Independent operators wishing to hold a camp on Harvard property and/or utilize our facilities and equipment are able to do so only after documenting compliance with the risk practices constituting the University's control environment. The control environment applicable to all non-PFHC sponsored sports, recreational and educational camps has seven (7) components. Before being allowed onto Harvard premises, the operator must:
- Supply advance copies of all printed materials (brochures, registration forms, participation agreements, etc.) and/or links to all electronic versions of the same;
- Submit an executed copy of the facility use license agreement to the University prior to promoting the event and before being permitted on Harvard premises;
- Provide documentation of compliance with Harvard’s Safety and Protection of Minors on Campus policy including a copy of their specific procedures for the reporting of suspected child neglect and abuse;
- Provide a copy of their camper health and well being plan which describes dates and hours campers will be under operator supervision, staffing levels particularly how many are assigned to each designated activity, any equipment or training aids being brought onto campus, meal and sleeping accommodation plan (if applicable), transportation accommodation plan (to, from and around camp, as applicable), weather-dependent activity modifications, non-emergency medical treatment administration (medications, inhalers, joint braces, protective equipment, training aids, etc.), accommodations for campers with physical or mental disabilities and/or special needs, and copies of all applicable permits and licenses;
- A schedule of staff, volunteers, and/or supervisors expected to attend and oversee the camp with specific notation of each’s relevant certifications, emergency medical/first aid capabilities, and other pertinent training or qualifications;
- Obtain signed parental consent and release agreements for each camper [see Exhibit B of the facility use license agreement];
- Document that the operator carries the specified types and amounts of commercial insurance.

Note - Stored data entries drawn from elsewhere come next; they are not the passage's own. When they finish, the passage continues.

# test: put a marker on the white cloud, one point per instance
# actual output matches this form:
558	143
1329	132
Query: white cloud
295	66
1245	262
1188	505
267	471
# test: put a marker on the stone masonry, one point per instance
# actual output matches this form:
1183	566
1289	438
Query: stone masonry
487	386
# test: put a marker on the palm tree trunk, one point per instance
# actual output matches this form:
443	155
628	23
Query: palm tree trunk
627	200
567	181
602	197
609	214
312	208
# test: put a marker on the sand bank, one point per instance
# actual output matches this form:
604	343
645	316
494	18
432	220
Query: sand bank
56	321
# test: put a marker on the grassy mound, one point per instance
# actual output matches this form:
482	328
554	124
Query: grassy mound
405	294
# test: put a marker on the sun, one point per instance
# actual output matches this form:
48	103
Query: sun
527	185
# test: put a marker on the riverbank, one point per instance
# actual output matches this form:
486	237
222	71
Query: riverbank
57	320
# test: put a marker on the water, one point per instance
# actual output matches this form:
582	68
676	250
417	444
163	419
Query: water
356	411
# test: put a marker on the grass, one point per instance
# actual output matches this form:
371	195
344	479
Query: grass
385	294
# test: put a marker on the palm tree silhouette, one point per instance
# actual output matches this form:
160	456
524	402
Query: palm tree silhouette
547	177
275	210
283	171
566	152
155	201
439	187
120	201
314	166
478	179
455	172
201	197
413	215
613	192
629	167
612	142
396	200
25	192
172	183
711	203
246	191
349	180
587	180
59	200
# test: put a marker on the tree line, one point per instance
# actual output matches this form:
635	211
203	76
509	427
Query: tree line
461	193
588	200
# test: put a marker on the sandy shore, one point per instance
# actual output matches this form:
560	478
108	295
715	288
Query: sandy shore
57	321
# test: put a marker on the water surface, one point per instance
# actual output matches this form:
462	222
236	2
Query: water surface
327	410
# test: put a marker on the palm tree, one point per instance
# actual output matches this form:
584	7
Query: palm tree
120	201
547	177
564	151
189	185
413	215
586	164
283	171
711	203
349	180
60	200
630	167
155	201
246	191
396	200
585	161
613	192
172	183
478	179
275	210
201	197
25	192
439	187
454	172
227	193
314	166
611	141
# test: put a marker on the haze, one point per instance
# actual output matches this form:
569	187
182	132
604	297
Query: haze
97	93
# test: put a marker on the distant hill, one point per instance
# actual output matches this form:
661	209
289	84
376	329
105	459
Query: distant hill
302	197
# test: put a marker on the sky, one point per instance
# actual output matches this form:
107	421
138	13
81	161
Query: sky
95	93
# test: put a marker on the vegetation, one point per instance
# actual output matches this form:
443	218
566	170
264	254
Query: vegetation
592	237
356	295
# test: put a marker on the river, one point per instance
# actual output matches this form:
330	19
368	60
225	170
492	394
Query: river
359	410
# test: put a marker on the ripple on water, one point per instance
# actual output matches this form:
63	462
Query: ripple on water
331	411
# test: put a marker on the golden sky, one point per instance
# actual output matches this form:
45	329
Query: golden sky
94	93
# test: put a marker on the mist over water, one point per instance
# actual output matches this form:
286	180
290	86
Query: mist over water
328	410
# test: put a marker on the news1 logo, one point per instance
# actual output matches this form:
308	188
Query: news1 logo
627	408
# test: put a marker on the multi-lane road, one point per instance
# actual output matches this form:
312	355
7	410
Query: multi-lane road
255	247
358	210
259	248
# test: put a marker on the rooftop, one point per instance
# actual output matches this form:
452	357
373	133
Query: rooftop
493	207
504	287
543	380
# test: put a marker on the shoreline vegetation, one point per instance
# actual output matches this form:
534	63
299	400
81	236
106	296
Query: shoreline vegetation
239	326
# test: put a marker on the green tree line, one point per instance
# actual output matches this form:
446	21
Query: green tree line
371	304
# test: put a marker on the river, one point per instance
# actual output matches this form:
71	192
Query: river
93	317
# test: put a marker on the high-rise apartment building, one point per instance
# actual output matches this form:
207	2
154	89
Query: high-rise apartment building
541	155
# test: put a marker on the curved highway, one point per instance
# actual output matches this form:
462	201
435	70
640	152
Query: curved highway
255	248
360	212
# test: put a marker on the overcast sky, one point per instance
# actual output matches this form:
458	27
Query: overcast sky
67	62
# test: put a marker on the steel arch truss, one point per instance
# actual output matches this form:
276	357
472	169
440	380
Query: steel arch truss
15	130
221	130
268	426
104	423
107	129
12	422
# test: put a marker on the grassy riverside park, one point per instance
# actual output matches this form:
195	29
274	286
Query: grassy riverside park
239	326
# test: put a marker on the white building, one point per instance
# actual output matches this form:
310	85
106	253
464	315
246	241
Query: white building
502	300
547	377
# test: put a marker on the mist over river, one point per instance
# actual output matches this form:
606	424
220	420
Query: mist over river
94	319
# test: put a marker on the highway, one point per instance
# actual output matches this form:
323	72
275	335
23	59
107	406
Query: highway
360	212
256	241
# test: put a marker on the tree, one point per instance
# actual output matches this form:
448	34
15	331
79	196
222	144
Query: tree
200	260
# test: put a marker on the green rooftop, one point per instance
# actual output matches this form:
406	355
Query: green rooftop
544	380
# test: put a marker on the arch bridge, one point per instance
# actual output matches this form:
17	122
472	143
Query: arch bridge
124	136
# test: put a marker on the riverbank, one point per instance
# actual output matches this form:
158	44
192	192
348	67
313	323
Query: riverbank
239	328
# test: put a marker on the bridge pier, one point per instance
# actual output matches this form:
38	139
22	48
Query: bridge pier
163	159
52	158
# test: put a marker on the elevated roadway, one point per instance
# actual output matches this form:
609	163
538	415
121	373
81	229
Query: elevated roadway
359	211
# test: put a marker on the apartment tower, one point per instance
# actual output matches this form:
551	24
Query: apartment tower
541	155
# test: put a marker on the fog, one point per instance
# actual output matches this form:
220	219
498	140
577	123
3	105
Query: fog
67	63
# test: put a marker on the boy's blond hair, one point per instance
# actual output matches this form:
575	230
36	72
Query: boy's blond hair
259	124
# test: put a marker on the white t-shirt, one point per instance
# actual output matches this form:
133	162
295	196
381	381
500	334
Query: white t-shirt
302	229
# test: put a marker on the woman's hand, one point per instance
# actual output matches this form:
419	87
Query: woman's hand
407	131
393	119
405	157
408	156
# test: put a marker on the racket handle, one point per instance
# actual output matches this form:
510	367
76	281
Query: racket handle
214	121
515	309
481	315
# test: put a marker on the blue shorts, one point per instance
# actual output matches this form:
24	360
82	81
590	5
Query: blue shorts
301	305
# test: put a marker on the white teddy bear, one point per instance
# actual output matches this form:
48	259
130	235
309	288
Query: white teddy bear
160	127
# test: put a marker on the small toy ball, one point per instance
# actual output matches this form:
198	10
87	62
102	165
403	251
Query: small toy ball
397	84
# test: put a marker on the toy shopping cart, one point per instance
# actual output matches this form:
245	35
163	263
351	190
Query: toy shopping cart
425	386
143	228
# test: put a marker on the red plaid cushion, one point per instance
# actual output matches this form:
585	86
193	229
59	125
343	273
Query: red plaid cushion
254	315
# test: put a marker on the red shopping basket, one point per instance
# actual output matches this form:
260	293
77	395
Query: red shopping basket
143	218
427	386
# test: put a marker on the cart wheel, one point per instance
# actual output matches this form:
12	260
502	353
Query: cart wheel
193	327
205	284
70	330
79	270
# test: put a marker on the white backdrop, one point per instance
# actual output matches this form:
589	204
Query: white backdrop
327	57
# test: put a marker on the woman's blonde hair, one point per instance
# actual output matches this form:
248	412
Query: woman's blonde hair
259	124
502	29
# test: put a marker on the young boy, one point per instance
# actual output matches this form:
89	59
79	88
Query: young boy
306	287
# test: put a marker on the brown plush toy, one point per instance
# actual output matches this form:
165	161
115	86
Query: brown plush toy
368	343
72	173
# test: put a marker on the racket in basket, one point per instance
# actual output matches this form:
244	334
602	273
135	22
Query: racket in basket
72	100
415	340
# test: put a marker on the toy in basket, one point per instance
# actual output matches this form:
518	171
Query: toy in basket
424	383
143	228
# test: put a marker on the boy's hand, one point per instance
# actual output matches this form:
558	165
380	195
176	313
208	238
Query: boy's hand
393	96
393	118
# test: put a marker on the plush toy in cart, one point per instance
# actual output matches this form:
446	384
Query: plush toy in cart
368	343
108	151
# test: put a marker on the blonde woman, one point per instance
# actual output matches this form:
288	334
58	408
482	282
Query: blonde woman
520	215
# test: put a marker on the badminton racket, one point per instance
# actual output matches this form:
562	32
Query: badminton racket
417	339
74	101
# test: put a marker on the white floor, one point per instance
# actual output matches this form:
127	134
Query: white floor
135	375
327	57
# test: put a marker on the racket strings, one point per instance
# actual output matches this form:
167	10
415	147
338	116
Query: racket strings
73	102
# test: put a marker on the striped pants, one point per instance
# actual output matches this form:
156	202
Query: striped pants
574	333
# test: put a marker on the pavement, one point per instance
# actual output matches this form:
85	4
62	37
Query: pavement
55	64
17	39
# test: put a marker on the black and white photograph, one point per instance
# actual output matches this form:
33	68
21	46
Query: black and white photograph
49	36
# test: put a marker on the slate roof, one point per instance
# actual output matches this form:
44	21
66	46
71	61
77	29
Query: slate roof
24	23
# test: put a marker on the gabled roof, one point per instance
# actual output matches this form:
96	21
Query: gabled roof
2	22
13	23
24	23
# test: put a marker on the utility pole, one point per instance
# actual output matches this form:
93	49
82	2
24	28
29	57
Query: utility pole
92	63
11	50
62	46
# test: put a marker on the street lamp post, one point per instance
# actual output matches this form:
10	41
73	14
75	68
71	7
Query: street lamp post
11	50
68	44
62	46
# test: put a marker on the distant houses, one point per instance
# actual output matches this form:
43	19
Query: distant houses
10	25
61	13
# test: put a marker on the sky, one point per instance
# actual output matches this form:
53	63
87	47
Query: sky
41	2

Depending on the applicable jurisdiction, there may be additional obligations imposed by local regulatory bodies especially situations that involve minors. Camps held in Massachusetts may fall under the regulatory purview of Massachusetts Department of Public Health at 105 C.M.R. 430.000 et seq., “Minimum Sanitation and Safety Standards for Recreational Operators for Children” (the “DPH Regulations”). It is the camp operator’s responsibility to determine whether such rules applies to their camp, and if so, ensure that their program complies with DPH regulations.
It is the cognizant school's responsibility for assuring each camp-licensee under their oversight fulfills the above risk management practices underlying the University's control environment.
*while nearly all sports camps are under the scope of Harvard’s Athletics Department and Athletics Director (AD), some are not. For camps falling outside of the AD's authority, particularly recreational camps, an officer from the relevant school's deans office must provide such acknowledgement.